Irma’s Starr’s artistic journey has been a trip back in time; she’s is a 17th century slip wear artist. While viewing the Nelson-Atkins Museum of Art’s famous Burnap Collection of ceramics, Irma fell in love with the slipwear mermaid on a plate, by English slipwear artist Ralph Toft, and has never looked back.
Irma Starr began her journey in 1963, when, as a mother of two and a senior at the Kansas City Art Institute (KCAI), she was given a life-changing assignment; go to the Nelson-Atkins, just across the street from KCAI, choose a piece of ceramic art and reproduce it. The rest is history. In 2002, she was commissioned by the Smithsonian Institute to create a 36-inch commemorative plate for the 30th Anniversary of the Renwick Gallery, where it is now hanging.

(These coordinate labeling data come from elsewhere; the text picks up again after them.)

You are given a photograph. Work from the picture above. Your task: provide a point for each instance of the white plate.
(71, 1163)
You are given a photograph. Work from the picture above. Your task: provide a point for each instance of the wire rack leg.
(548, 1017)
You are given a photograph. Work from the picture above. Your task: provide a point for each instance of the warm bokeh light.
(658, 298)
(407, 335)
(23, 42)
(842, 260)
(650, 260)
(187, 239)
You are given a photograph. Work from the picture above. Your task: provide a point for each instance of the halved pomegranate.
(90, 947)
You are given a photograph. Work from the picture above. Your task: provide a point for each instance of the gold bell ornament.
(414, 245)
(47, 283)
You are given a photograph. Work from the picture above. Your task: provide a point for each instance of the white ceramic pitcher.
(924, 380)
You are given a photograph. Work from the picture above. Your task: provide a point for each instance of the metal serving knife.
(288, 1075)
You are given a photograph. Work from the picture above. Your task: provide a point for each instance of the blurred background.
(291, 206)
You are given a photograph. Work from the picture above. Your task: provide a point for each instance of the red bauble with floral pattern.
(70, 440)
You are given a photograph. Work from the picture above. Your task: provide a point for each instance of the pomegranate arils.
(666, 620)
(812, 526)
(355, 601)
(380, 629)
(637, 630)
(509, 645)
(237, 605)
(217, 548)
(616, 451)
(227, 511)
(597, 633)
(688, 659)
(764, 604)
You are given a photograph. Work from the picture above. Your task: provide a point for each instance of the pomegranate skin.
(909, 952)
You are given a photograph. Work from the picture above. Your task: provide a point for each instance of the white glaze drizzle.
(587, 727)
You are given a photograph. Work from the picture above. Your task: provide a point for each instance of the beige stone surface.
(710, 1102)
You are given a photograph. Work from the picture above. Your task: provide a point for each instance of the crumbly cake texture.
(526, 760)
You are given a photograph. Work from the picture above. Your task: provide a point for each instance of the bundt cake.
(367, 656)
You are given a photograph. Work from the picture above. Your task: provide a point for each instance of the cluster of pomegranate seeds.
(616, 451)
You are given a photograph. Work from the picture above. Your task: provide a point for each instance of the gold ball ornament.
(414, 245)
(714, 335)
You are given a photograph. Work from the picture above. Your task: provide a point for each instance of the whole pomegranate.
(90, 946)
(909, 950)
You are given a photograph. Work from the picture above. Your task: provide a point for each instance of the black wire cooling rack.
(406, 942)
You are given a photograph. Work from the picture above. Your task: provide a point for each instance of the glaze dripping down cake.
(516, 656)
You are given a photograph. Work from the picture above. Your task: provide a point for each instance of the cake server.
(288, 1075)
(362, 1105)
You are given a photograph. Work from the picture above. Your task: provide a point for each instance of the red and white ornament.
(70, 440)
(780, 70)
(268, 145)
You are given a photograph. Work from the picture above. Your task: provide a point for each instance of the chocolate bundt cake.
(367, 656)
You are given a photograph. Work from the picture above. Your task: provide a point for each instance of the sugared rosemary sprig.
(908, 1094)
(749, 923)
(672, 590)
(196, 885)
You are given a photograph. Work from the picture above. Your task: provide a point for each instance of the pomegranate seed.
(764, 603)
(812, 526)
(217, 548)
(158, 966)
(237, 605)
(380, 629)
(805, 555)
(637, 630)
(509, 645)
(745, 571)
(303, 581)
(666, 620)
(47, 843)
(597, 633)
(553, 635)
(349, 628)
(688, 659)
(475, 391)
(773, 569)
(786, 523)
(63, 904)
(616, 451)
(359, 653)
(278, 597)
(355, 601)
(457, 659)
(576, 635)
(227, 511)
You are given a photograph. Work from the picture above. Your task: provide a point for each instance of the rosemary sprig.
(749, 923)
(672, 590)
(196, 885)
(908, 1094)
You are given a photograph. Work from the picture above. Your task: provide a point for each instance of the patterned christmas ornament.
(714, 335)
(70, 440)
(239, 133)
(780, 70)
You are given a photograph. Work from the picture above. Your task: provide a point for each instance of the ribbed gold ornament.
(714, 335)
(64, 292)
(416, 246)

She is accomplished in all of the classic glazing techniques: combing, feathering, marbling, and slip-trailing. Starr has been commissioned by private connoisseurs, museums, companies, and the White House to create commemorative pieces.

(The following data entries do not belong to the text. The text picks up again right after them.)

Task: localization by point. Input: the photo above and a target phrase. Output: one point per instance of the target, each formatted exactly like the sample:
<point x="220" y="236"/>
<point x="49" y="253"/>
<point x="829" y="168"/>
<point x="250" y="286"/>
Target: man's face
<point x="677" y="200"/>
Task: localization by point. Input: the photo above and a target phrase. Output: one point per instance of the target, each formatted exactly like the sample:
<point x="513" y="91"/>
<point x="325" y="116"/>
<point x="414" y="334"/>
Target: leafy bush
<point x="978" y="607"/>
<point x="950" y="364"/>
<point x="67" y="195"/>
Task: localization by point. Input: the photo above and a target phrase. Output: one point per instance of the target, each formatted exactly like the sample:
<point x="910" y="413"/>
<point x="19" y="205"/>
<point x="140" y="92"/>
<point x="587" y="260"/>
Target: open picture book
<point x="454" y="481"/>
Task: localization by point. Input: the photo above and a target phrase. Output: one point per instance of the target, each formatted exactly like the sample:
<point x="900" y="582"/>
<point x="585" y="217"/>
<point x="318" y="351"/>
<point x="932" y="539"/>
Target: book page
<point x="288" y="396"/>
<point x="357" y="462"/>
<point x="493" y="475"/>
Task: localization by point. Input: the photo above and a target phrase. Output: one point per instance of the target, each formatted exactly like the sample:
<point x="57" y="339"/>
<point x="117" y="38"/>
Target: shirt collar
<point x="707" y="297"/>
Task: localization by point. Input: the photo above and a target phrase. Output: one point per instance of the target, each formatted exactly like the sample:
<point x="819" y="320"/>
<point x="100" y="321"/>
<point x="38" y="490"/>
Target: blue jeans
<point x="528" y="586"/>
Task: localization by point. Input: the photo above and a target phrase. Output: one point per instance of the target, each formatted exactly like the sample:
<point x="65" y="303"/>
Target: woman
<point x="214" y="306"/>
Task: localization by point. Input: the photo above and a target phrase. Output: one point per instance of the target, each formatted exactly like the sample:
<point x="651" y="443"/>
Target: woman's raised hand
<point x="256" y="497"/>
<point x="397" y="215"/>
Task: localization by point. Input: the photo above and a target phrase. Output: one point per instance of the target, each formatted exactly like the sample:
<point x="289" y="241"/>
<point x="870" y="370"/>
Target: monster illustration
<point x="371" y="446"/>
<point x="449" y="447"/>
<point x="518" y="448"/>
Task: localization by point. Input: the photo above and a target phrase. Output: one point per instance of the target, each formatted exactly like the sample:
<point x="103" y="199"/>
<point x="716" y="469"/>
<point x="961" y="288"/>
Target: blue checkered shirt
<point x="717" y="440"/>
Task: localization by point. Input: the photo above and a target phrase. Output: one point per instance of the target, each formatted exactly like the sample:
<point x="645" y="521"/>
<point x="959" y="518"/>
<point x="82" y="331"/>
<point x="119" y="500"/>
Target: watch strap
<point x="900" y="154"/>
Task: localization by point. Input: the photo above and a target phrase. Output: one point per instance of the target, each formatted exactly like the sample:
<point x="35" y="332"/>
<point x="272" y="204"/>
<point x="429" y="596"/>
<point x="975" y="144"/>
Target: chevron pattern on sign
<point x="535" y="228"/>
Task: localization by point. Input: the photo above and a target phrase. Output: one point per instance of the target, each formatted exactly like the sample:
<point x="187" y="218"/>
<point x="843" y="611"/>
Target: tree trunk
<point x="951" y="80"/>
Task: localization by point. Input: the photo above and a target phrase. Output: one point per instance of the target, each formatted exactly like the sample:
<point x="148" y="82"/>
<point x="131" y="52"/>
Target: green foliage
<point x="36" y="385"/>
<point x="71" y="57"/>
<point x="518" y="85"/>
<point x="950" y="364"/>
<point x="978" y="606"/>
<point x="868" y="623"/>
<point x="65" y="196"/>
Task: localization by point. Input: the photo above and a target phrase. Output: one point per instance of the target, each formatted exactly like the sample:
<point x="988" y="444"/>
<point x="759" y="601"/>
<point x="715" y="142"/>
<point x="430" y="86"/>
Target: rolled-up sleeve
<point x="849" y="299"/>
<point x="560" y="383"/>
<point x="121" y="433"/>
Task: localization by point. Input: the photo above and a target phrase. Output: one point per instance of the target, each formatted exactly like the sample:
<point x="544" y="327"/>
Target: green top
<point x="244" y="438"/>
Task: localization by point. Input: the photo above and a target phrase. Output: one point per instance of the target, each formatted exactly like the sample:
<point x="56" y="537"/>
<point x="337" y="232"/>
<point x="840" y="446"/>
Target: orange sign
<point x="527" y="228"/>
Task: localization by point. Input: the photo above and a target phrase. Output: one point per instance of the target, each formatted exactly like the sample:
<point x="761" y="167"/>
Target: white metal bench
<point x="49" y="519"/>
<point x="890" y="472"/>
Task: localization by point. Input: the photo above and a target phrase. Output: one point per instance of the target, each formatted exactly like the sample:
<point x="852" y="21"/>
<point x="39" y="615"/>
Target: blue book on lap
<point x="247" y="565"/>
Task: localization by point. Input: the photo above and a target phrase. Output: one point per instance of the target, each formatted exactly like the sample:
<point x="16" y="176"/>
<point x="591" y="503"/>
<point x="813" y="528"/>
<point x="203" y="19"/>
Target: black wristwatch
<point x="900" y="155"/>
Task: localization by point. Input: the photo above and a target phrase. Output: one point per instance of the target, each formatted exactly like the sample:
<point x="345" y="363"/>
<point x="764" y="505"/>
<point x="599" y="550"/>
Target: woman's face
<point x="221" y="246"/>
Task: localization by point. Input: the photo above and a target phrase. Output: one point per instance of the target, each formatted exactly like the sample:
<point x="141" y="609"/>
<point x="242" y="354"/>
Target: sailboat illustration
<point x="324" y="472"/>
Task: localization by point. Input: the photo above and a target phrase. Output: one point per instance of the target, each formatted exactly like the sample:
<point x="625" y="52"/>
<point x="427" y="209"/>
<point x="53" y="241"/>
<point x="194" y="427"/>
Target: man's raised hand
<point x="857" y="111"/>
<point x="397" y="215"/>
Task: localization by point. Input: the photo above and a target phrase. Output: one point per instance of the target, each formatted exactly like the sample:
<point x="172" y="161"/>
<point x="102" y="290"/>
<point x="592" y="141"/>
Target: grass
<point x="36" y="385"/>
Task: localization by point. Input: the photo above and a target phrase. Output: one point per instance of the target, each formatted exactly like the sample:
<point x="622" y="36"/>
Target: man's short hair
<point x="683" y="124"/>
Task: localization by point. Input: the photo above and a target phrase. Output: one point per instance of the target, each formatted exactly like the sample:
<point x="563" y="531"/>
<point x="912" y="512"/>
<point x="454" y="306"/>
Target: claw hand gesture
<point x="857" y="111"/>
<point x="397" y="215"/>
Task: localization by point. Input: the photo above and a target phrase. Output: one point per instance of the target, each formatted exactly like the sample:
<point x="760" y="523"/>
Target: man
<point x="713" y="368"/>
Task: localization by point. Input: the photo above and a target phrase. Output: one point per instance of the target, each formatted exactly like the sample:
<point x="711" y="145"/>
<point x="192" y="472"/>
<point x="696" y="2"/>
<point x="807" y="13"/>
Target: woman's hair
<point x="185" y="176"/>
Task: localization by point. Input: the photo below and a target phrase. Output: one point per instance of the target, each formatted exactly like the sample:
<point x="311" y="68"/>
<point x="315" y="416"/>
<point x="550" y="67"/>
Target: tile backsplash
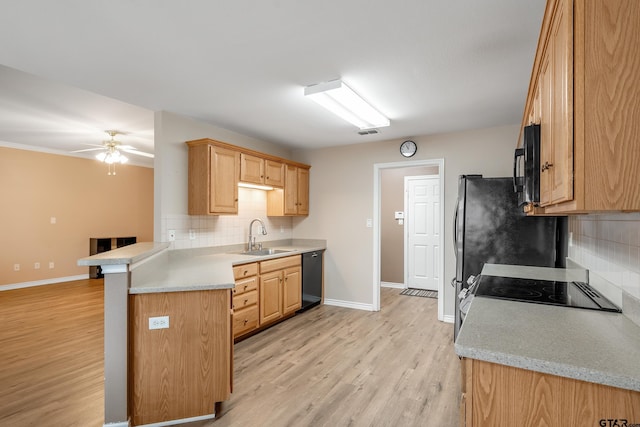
<point x="225" y="230"/>
<point x="609" y="246"/>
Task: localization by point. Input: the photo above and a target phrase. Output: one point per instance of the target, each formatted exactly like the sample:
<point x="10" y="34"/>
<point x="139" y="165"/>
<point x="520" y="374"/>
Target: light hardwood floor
<point x="329" y="366"/>
<point x="52" y="355"/>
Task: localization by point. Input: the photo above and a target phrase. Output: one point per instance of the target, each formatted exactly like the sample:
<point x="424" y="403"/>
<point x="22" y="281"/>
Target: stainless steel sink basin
<point x="267" y="251"/>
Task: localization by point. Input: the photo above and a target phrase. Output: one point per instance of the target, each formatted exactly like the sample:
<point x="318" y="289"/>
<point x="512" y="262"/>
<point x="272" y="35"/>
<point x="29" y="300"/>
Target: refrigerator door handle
<point x="455" y="229"/>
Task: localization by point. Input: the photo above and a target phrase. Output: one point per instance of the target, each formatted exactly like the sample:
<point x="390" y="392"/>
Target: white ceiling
<point x="431" y="66"/>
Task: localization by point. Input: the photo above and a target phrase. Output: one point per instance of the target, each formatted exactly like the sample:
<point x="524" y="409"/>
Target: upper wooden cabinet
<point x="215" y="168"/>
<point x="251" y="169"/>
<point x="294" y="198"/>
<point x="256" y="170"/>
<point x="585" y="94"/>
<point x="213" y="180"/>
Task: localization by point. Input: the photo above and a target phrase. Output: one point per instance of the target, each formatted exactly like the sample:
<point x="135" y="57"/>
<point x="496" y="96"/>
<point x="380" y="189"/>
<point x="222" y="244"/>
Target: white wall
<point x="341" y="200"/>
<point x="171" y="180"/>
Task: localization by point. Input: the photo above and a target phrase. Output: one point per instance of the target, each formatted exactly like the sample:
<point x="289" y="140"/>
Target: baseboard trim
<point x="120" y="424"/>
<point x="174" y="422"/>
<point x="393" y="285"/>
<point x="349" y="304"/>
<point x="42" y="282"/>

Quick Facts About Irma Starr:
- Specializes in 17th-century English Slipware Pottery
- Works of art include commemorative plates, decorative ornaments, jewelry and figurines.
- In 2000 Hillary Clinton commissioned her to make a commemorative plate for the Clintons’ 25th wedding anniversary. She has also done ornaments for the White House Christmas tree
- In 2002, the Smithsonian’s Renwick Gallery of the National Museum of American Art commissioned her to create a commemorative plate for the Renwick’s 30th anniversary.
- Her work can be seen at leading museums around the nation, including the Nelson-Atkins Museum of Art and the National Museum of American Art.
- Her studio is based in Kansas City, MO.